New analysis from Evaluate Energy shows that 57 U.S.-based E&P companies have seen the present value of their global proved (1P) reserves fall by a combined 63% between 2014 and 2015, a staggering $515 billion. The full breakdown of the company data provided on an annual basis shows that the overwhelming majority of this fall in value is clearly linked to the commodity price downturn.
Every year, oil and gas producing companies based in the United States have to report figures in their 10-K annual reports under the heading “Standardized Measure of Discounted Future Net Cash Flows Relating to Proved Oil and Gas Reserves.” This section of each company’s report estimates the present value of its 1P reserves, based on a number of factors and subject to a 10% discount rate, due to the future-looking nature of the data in question (see note 1). This year, 57 U.S.-based E&P companies that have all been reporting the relevant data at least since 2010, saw the combined present value of their 1P reserves plummet to just over $300 billion due to the price downturn.
Source: Evaluate Energy (see note 1)
An important fact to remember here is that these values are calculated using average commodity prices for each year. Were this data based on year-end prices, we would have seen a sharp fall in 2014 as well. But seeing as the price downturn did not begin in earnest until Q4 2014, the present value of reserves in that year were largely unaffected, and 2015, after a full year of low prices, saw a steep drop in values.

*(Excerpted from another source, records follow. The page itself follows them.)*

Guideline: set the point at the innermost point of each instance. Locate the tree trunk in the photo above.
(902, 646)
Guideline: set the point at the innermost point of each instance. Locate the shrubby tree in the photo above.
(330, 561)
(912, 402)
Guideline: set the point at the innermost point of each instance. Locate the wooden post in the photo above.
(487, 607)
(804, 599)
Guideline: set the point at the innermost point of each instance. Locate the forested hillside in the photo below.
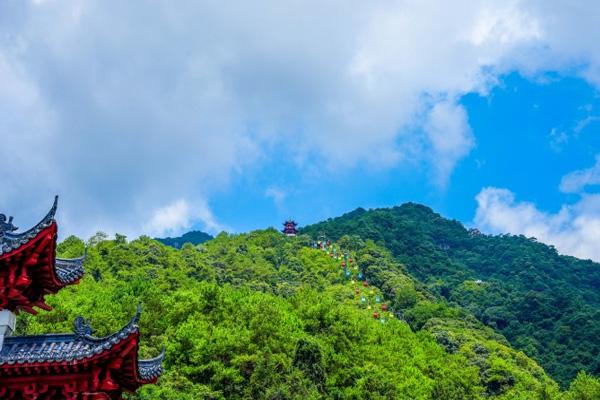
(545, 304)
(193, 237)
(264, 316)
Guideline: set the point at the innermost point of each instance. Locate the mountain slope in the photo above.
(545, 304)
(193, 237)
(264, 316)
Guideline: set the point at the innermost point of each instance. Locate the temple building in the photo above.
(58, 366)
(289, 228)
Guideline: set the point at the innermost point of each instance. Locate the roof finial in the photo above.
(6, 226)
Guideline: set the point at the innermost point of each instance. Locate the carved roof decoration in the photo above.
(76, 348)
(10, 241)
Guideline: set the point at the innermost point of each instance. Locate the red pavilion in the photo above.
(289, 228)
(75, 366)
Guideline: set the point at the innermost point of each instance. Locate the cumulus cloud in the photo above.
(180, 215)
(278, 195)
(574, 230)
(123, 107)
(450, 136)
(577, 181)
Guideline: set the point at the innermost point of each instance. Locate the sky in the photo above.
(160, 117)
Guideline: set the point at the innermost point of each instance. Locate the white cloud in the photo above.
(180, 216)
(574, 230)
(278, 195)
(122, 107)
(450, 136)
(577, 181)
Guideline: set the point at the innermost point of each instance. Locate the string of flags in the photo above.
(366, 296)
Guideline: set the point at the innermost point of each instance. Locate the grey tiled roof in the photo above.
(69, 270)
(10, 241)
(78, 346)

Biggest Impact of Prices on Present Values of 1P Reserves Between 2014 and 2015
If we now look at the 2-year period from 2014 to 2015, an additional 7 companies can be added to the analysis that have only started to report the relevant data more recently than 2010. Out of the group of 64 companies, the full list of which can be seen here, it was EQT Corp. (NYSE:EQT) that saw the biggest drop in its discounted future net cash flows of 1P reserves, experiencing a drop of almost 80% to $978 million.